PLC-lang / rusty

Structured Text Parser and LLVM Frontend
GNU Lesser General Public License v3.0
181 stars 47 forks source link

Missing size-mismatch validation for strings passed by VAR_INPUT #1210

Open volsa opened 3 weeks ago

volsa commented 3 weeks ago

Is your feature request related to a problem? Please describe. We're currently missing a validation for e.g. a STRING[10] being passed into a VAR_INPUT block with a variable of type STRING[5], essentially truncating the bigger string. While this is safe (at least in this branch https://github.com/PLC-lang/rusty/pull/1196) a warning should probably be emitted. For example:

FUNCTION main
    VAR
        x_str : STRING[10];
        x_arr : ARRAY[1..10] OF DINT;
    END_VAR

    foo(x_str); // This will not return any errors
    bar(x_arr); // This will return an `Invalid assignment: cannot assign 'ARRAY[1..10] OF DINT' to 'ARRAY[1..5] OF DINT'` error
END_FUNCTION

FUNCTION foo
    VAR_INPUT
        y_str : STRING[5];
    END_VAR
END_FUNCTION

FUNCTION bar
    VAR_INPUT
        y_arr : ARRAY[1..5] OF DINT;
    END_VAR
END_FUNCTION
mhasel commented 3 weeks ago

While I agree with this to some extend, this behaviour is partially due to the default string size.

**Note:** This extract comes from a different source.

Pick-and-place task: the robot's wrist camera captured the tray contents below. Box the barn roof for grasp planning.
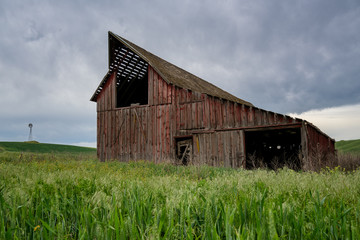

If we take your example from above but change it like so:

FUNCTION main
    VAR
        x_str : STRING := 'hi';
    END_VAR

    foo(x_str); // This will not return any errors
END_FUNCTION

FUNCTION foo
    VAR_INPUT
        y_str : STRING[5];
    END_VAR
END_FUNCTION

Now the string won't truncate (not quite right - it will truncate, but only 0s), but considering its size is 80, it would still emit a warning. We could check only user-type strings, but that's inconsistent aswell. This might be a candidate for runtime-sanitization. #1062

Edit: Another option would be to use fat-pointers for strings, similar to how we implemented VLA's.

volsa commented 3 weeks ago

I guess for user-defined Strings the validation would make sense but you're right about the inconsistency. Whats the best approach then, delegate the task to the runtime-sanitizer altogether?

Another option would be to use fat-pointers for strings, similar to how we implemented VLA's.

Sounds like a big-ish refactor, not sure we want to do that if there are no other benefits other than the validation?

mhasel commented 3 weeks ago

Sounds like a big-ish refactor, not sure we want to do that if there are no other benefits other than the validation?

Yes, it would likely involve a large refactor, but we might be able to get rid of user-type strings altogether. We could also re-evaluate our current implementation of VLAs and change them to be by-value aswell - then strings could probably reuse a lot of that logic. Another approach I didn't mention previously would be to treat strings as generics and inline the appropriate signatures automatically.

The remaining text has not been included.